LAWS(MAD)-1990-7-75

P SWAMINATHAN Vs. LAKSHMANAN

Decided On July 27, 1990
P.SWAMINATHAN Appellant
V/S
LAKSHMANAN Respondents

JUDGEMENT

(1.) The accused, who have been convicted by the trial Court for an offence under S. 500 of the Penal Code and sentenced to pay a fine of Rs. 100/- which conviction and sentence have been confirmed in appeal, have filed the present revision challenging the conviction and sentence.
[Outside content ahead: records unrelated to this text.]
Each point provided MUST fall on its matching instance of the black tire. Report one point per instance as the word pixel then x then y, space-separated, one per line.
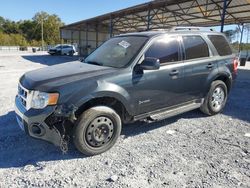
pixel 101 120
pixel 71 53
pixel 210 106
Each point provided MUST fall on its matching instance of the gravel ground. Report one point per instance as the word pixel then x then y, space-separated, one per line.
pixel 190 150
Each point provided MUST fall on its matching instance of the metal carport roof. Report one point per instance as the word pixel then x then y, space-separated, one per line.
pixel 168 13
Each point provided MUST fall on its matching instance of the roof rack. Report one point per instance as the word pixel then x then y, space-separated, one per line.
pixel 189 28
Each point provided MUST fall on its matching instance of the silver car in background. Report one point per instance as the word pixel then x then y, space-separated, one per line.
pixel 62 49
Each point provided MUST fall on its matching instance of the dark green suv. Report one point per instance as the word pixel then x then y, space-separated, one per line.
pixel 145 75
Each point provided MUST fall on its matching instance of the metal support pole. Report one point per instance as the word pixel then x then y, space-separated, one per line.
pixel 71 38
pixel 87 39
pixel 241 37
pixel 79 43
pixel 42 34
pixel 223 16
pixel 149 19
pixel 96 36
pixel 111 27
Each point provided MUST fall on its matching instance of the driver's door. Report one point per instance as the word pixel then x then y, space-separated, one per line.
pixel 164 87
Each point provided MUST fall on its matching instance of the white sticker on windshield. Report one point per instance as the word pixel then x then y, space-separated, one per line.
pixel 124 44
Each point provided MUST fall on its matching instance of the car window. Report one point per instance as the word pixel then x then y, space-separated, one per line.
pixel 117 52
pixel 165 49
pixel 195 47
pixel 221 45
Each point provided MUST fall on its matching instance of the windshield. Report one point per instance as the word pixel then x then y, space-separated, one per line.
pixel 117 52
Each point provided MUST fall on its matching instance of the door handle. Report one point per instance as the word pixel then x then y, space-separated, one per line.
pixel 210 65
pixel 174 73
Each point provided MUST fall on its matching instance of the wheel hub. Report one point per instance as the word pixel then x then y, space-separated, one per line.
pixel 217 98
pixel 99 131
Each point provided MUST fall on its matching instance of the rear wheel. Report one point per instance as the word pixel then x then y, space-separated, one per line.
pixel 71 53
pixel 97 130
pixel 216 98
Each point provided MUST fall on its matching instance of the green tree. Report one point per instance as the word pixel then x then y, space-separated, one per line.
pixel 51 27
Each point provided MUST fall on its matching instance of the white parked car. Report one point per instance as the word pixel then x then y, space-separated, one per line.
pixel 62 49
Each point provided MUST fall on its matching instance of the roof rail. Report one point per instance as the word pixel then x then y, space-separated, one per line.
pixel 189 28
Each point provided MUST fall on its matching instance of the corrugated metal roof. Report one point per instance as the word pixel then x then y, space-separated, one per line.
pixel 168 13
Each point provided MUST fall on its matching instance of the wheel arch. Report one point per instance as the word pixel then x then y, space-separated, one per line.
pixel 110 101
pixel 226 78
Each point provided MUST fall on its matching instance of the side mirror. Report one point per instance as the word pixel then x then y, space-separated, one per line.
pixel 150 63
pixel 81 59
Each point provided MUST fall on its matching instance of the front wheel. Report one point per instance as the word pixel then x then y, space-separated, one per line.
pixel 97 130
pixel 216 98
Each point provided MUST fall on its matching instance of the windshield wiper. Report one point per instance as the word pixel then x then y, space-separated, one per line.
pixel 94 63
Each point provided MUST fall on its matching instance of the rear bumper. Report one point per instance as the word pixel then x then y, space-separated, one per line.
pixel 32 121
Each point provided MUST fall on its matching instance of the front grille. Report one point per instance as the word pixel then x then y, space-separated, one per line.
pixel 22 94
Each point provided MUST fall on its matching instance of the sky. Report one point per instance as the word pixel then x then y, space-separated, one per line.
pixel 68 10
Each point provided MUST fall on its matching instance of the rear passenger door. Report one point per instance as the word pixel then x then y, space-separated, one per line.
pixel 163 87
pixel 198 64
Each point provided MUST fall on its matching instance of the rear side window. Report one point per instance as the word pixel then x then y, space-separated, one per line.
pixel 195 47
pixel 220 44
pixel 165 49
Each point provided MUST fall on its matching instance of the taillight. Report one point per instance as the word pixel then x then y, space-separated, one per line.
pixel 235 65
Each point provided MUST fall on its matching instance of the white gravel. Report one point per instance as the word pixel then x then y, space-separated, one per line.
pixel 190 150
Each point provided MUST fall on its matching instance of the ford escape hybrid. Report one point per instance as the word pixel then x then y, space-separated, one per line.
pixel 145 75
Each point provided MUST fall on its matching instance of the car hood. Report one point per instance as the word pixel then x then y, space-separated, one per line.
pixel 55 76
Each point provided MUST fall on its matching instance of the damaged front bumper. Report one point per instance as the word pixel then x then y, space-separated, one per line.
pixel 32 121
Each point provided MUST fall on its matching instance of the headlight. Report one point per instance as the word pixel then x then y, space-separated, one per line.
pixel 41 99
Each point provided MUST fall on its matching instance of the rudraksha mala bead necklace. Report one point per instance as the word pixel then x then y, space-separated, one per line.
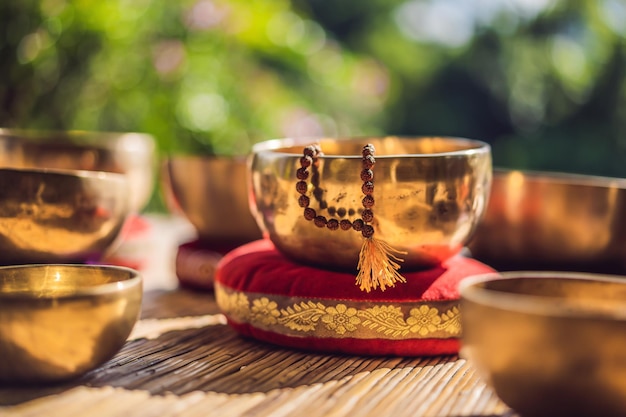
pixel 378 266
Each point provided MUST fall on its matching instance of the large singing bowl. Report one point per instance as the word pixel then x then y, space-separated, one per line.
pixel 554 221
pixel 211 192
pixel 549 343
pixel 430 193
pixel 131 154
pixel 54 216
pixel 58 322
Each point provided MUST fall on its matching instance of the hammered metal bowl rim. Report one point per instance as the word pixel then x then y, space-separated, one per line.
pixel 472 289
pixel 564 178
pixel 275 146
pixel 134 279
pixel 67 173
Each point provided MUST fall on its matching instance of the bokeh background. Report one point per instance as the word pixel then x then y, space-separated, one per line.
pixel 541 80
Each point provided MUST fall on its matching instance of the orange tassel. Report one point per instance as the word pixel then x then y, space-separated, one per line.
pixel 378 266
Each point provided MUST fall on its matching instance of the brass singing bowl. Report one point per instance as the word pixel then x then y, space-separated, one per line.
pixel 211 192
pixel 430 193
pixel 56 216
pixel 131 154
pixel 554 221
pixel 548 343
pixel 58 322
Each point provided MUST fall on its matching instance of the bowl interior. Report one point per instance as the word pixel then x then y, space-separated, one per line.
pixel 551 293
pixel 54 281
pixel 57 216
pixel 389 146
pixel 553 221
pixel 549 343
pixel 212 193
pixel 128 153
pixel 430 192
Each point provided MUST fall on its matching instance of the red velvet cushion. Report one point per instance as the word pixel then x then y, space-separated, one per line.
pixel 269 297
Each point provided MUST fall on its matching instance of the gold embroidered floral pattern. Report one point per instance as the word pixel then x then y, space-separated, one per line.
pixel 335 318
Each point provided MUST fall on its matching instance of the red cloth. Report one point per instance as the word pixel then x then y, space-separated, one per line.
pixel 258 269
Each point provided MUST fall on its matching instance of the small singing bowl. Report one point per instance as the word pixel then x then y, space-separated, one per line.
pixel 212 193
pixel 57 216
pixel 553 221
pixel 58 322
pixel 429 192
pixel 548 343
pixel 131 154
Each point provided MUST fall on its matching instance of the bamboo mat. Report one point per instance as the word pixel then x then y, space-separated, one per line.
pixel 183 360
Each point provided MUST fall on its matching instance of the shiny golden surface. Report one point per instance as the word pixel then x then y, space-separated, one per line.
pixel 212 193
pixel 550 344
pixel 51 216
pixel 430 192
pixel 60 321
pixel 131 154
pixel 541 220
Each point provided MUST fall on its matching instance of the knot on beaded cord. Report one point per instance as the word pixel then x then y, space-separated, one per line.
pixel 378 266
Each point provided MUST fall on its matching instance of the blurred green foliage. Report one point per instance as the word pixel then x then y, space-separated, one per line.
pixel 541 80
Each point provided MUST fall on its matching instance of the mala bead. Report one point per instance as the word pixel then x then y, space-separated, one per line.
pixel 310 151
pixel 368 161
pixel 332 224
pixel 368 150
pixel 367 215
pixel 304 201
pixel 306 161
pixel 302 187
pixel 309 213
pixel 367 175
pixel 367 188
pixel 345 224
pixel 320 221
pixel 302 174
pixel 368 231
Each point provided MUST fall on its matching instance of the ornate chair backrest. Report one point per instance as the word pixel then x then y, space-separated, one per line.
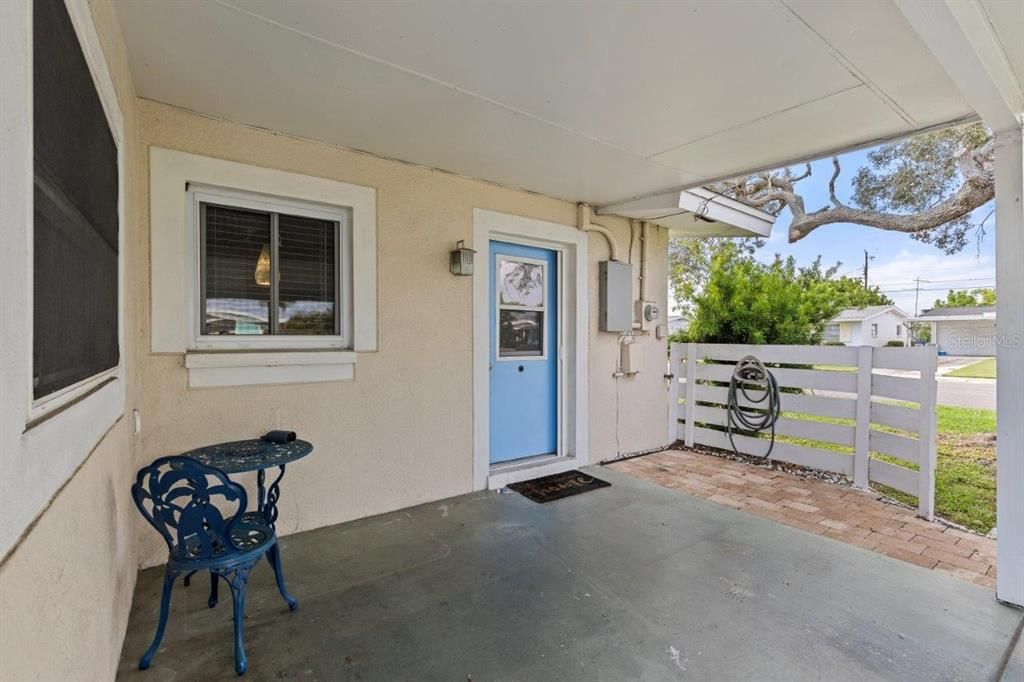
pixel 177 496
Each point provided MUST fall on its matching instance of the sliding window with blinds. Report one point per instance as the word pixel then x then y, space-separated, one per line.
pixel 266 272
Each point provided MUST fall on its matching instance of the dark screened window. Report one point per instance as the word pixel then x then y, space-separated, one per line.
pixel 75 266
pixel 267 273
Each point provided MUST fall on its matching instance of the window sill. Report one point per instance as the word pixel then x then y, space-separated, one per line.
pixel 208 370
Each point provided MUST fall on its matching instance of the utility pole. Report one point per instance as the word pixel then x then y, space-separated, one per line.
pixel 866 258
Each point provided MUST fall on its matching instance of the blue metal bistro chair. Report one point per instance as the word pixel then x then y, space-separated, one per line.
pixel 178 497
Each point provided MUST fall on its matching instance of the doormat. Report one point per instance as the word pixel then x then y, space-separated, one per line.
pixel 556 486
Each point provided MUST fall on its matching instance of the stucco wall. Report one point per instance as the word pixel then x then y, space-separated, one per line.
pixel 400 433
pixel 66 585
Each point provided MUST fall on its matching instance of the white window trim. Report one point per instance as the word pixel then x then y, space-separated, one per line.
pixel 175 270
pixel 199 194
pixel 44 440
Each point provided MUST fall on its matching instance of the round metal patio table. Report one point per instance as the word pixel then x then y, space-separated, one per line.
pixel 258 456
pixel 255 455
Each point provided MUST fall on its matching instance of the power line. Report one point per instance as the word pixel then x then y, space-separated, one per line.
pixel 890 284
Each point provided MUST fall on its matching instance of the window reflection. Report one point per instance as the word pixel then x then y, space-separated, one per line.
pixel 521 284
pixel 521 333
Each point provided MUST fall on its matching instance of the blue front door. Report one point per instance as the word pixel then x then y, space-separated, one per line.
pixel 523 351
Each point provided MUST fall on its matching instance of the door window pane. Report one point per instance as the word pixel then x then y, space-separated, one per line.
pixel 307 285
pixel 520 333
pixel 521 284
pixel 238 271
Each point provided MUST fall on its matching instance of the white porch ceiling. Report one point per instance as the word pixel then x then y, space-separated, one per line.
pixel 585 101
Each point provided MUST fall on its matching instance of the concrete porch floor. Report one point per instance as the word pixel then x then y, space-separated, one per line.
pixel 633 582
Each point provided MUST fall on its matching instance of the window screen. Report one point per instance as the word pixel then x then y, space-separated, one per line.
pixel 267 272
pixel 75 266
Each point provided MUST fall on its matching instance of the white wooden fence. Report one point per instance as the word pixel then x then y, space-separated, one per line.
pixel 847 385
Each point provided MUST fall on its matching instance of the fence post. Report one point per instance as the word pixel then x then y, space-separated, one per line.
pixel 862 432
pixel 691 391
pixel 675 359
pixel 928 433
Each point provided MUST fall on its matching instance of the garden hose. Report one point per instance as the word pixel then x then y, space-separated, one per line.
pixel 759 388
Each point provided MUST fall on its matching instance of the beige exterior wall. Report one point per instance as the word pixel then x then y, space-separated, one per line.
pixel 66 587
pixel 400 433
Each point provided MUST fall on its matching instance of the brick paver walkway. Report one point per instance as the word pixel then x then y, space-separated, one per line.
pixel 847 514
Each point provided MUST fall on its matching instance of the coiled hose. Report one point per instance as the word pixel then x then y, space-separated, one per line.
pixel 760 391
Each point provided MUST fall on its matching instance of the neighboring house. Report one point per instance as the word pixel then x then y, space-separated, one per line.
pixel 964 331
pixel 872 326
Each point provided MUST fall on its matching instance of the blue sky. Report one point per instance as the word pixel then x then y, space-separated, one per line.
pixel 897 258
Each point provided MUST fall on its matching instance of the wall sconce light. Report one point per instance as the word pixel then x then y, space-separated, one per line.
pixel 262 273
pixel 461 261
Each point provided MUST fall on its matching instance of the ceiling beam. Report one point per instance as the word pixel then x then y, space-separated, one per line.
pixel 962 38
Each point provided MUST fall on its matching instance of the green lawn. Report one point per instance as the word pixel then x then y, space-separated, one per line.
pixel 965 476
pixel 983 370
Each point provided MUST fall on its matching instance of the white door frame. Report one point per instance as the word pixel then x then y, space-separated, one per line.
pixel 573 302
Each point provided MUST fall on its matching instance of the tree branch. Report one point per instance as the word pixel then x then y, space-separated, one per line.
pixel 974 193
pixel 832 183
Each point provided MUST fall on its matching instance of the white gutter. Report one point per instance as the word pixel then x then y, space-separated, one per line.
pixel 696 212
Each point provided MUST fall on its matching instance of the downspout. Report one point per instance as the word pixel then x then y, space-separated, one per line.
pixel 644 255
pixel 584 215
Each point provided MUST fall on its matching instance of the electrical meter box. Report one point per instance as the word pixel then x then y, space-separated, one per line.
pixel 647 313
pixel 616 296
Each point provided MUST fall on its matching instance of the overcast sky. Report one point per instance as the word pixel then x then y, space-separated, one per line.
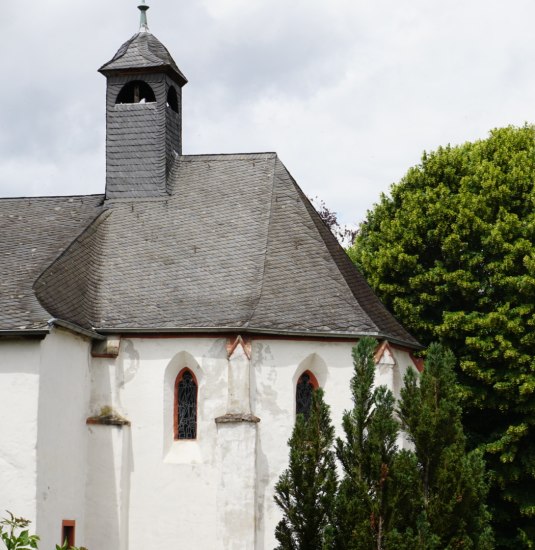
pixel 349 93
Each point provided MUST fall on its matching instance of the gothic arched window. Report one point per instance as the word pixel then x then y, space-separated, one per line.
pixel 185 405
pixel 172 99
pixel 136 91
pixel 304 390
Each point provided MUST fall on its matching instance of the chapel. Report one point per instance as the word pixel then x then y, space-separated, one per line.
pixel 158 340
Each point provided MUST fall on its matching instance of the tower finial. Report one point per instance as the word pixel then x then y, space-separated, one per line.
pixel 143 24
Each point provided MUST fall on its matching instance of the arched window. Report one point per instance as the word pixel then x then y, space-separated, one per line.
pixel 185 405
pixel 172 99
pixel 136 91
pixel 304 391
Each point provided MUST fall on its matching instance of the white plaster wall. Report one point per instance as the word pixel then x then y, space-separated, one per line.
pixel 172 486
pixel 19 389
pixel 277 364
pixel 62 435
pixel 142 481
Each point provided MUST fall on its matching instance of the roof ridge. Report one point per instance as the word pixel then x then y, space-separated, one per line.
pixel 386 318
pixel 88 231
pixel 52 197
pixel 266 248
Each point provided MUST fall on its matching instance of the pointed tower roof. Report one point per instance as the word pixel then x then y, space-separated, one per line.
pixel 143 53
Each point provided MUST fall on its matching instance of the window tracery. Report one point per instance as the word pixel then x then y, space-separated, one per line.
pixel 185 405
pixel 304 392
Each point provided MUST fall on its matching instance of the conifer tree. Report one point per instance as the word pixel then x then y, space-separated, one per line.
pixel 451 481
pixel 365 514
pixel 305 491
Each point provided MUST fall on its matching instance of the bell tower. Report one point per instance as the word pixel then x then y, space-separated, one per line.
pixel 143 115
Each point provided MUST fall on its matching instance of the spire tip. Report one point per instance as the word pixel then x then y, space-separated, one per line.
pixel 143 23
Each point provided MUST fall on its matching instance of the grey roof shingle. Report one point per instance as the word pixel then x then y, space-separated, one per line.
pixel 145 52
pixel 235 246
pixel 34 231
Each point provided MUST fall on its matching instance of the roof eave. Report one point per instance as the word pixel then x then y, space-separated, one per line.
pixel 258 331
pixel 177 76
pixel 10 334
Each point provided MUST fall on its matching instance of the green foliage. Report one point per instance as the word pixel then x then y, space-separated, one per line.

(2.) The respondent preferred a private complaint against the petitioners for the above offence on the following allegations made in the complaint. The respondent, after practising as an Advocate for two years, took up business in sale of silk yarn and was holding several posts as Secretary of the Handloom Weavers' Association, Salem, Member of All India Silk Yarn Producers' Association and so on. He was enjoying a high reputation. Respondents 2 to 4 are the sons of the first respondent and they are living together as a joint family. The third respondent was a broker in Salem in yarn. In that business, he had purchased silk yarn from several merchants and had failed to return the price amount and had utilised them for the benefit of the joint family. The third petitioner approached the respondent and one Mohanraj and Venkateswaran stating that he was being hard presssed by the Silk merchants to whom he owed heavy amounts and that the respondent and others should act as mediators and pacify them and settle the different claims of the creditors. Thereupon, on 7-2-1982, a mediation was held in which the petitioners agreed that the respondent and the other two mediators, should sell the properties of the petitioners on behalf of the petitioner and pay the creditors and in token of the settlement, an agreement was written up signed by all the petitioners. Next day, on 8-2-1982, the petitioners went to the office of the Sub-Registrar and had the above agreement registered. They also handed over in terms of the above agreement, all the documents relating to the properties, to the respondent and the other two mediators. However, on 25-4-1982, the respondent received a notice through a counsel, on instructions from the petitioners stating that with the help of the police and others, the petitioners were taken to the police station and were intimidated and forced to enter into an agreement and they signed the agreement and under compulsion and police help they were taken to the office of the Sub-Registrar to get the agreement registered. On 27-4-1982 in the issue of Malai Murasu, a publication was made by an Advocate, on instructions from the petitioners, containing the same allegations and the public who saw the above notice started thinking ill of the respondent. The reputation enjoyed by the respondent in the public, was lowered. The respondent had been defamed by the petitioners through the above publication.

(3.) During trial, the respondent examined himself as P.W. 1 and examined P.Ws. 2 and 3 to speak to his reputation being defamed and P.W. 4, the Advocate who made the publication in the 'Malai Murasu'. The petitioners pleaded innocence and had no oral or documentary evidence to offer. On the learned Magistrate accepting the complainant's case and convicting the petitioners and sentencing them as shown above and the same having been confirmed in appeal, the present revision has been filed.